Why a Stronger Turkish Air Force is Vital to U.S. and Israeli Security Interests: White House Fast Tracking F-16 Sales Amid Mideast Tensions

Amid rising tensions across the Middle East the United States has sought to support accelerated modernisation of the armed forces of one of its two leading strategic partners in the region, namely NATO member Turkey, with President Joe Biden on January 23 sending letters to Senate Foreign Relations and House of Representatives Foreign Affairs committees urging them to quickly approve an export of F-16 fighters to the country worth $20 billion. Letters were also sent to four senior members of Congress. State Department Deputy Spokesperson Vedant Patel subsequently informed a news briefing regarding the sale: “President Biden, Secretary Blinken have been very clear of our support for modernising Turkey’s F-16 fleet, which we view as a key investment in NATO interoperability.” Turkey’s fighter fleet is currently considered obsolete even by regional standards, and lacks either modern air to air missiles or aircraft with electronically scanned array radars. The fighters’ capabilities thus compare very poorly to the F-35s fielded by Israel, the Su-35s soon to be acquired by Iran and already deployed to the region by Russia, and even the MiG-29SMTs supplied to Syria by Russia from 2020, all of which deploy superior missiles and use phased array radars. 

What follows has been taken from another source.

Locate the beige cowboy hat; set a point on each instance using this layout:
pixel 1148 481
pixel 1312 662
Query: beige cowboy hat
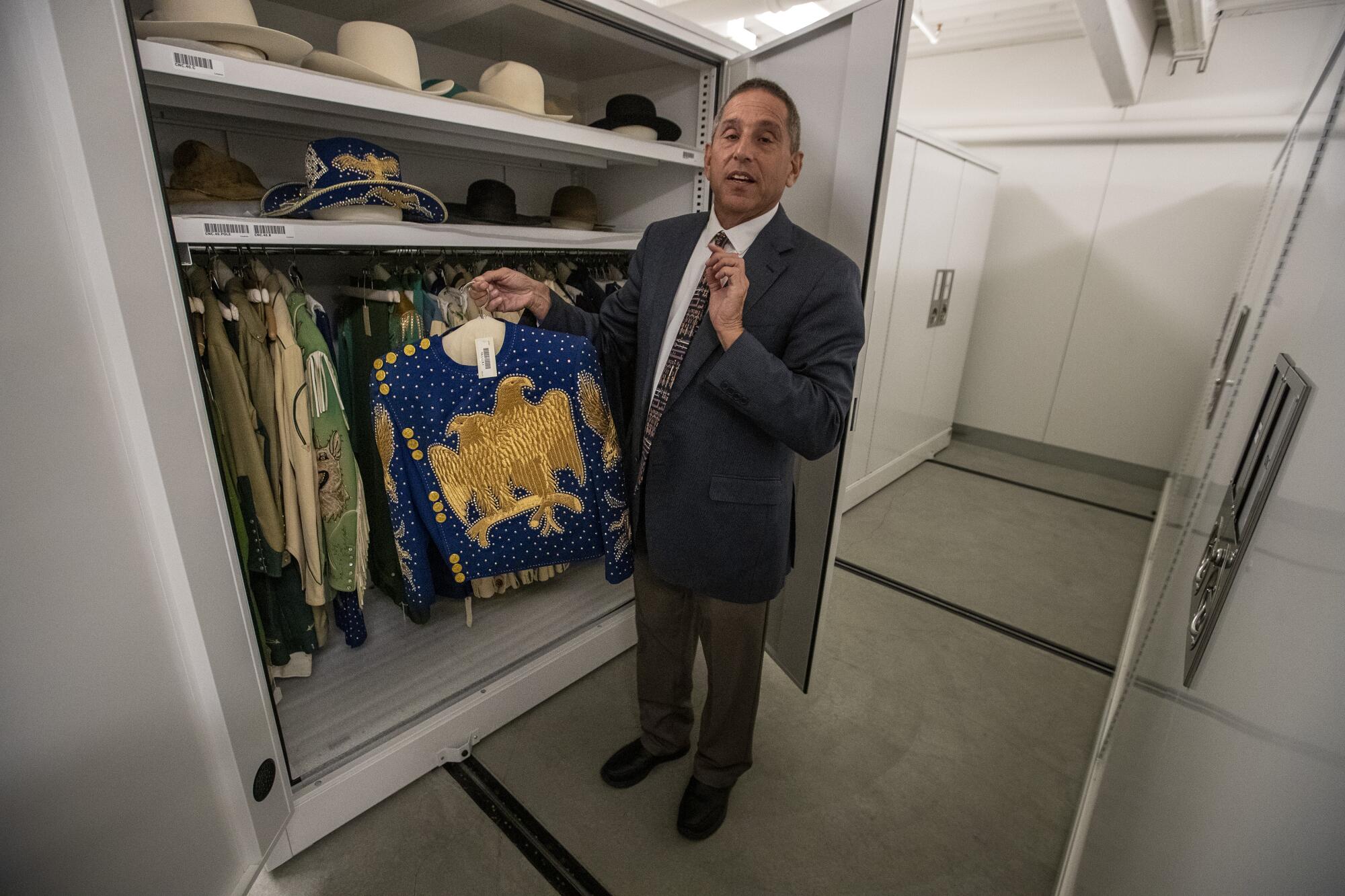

Turkey alongside the United States has the largest military presence in the Middle East among NATO members, and continues to play a central role in supporting a range of Islamist militant groups such as the formerly Al Qaeda linked Al Nusra Front and the Turkestan Islamic Party. These in turn have for over a decade focused their attacks on Syria, Russian and Iranian targets, with Turkestan Islamic Party positions near the Turkish border having been targeted accordingly in an Iranian ballistic missile strike on January 15. The ongoing Turkish challenge to Syria’s security and to those of other Iranian-aligned actors both directly and through jihadist affiliates has been a key factor preventing Damascus, Hezbollah and other parties from focusing their military attentions towards Israel and the United States since the escalation of hostilities between Israeli and Palestinian forces on October 7. With the U.S. Military stretched increasingly thinly between East Asia, the Arctic and Eastern Europe, where tensions have continued to rise, bolstering the other leading NATO military in the region with new fighter aircraft provides a means for the American to reduce pressure on its own forces. As F-16s has seen relatively few sales in recent years, a $20 billion Turkish investment in the program will also provide a welcome boost to the American defence sector, dwarfing the $8.1 billion Taiwanese purchase of 66 fighters made in 2019. 

The Turkish Air Force is set to acquire 60 F-16 Block 70/72 fighters and purchase 80 modernisation kits to bring its existing fighters up to the F-16V standard with similar avionics and weaponry. The country is currently the largest operator of the F-16 other than the United States with approximately 250 of the aircraft in service. The F-16 notably first flew 50 years ago in January 1974 and began to enter service in 1978, with the U.S. Air Force having ceased acquisitions 19 years ago in 2005 to focus resources on acquisitions of the new F-35A fighter. Although the F-16 is widely being retired, the new F-16 Block 70/72 variant notably boasts similarly advanced avionics and weaponry to the F-35 although hindered by the smaller size of its radar, its much shorter range and it lack of stealth capabilities. The F-16 faces similar disadvantages when compared to the F-15 and Su-35 fielded by Saudi Arabia and Iran which have even longer ranges and carry larger radars than the F-35. 

The Turkish fighter fleet is expected to remain comfortably outmatched by those of other regional powers such as Israel, Saudi Arabia and the United Arab Emirates, with training having become a major issue due to political interventions in the armed forces including mass arrests of air force officers from 2016 following an attempted coup in the country. That year only a single fighter squadron, an F-4 unit based in the Islamist stronghold of Konya, agreed to provide support to the embattled government of President Recep Tayyip Erdogan. Although Turkey has invested heavily in drone capabilities, the effectiveness of these assets has proven highly limited in both Syria and Ukraine with aircraft proving highly vulnerable even against lower end air defence systems. The Turkish Air Force’s standing in the region is likely to be further eroded by the modernisation of the Iranian Air Force, which is reported to be considering acquisitions of 64 Su-35 fighters from Russia and already fields one of the region’s two leading ground based air defence networks. As part of NATO the Turkish Air Force has long retained the closest cooperation with the Israeli Air Force among regional states, with the two having coordinated strikes on Syria and while their governments armed and financed many of the same insurgent groups there. Israel also previously modernised Turkish F-4 fighters and provided key life extension upgrades to allow them to remain in service until new F-16s begin to arrive.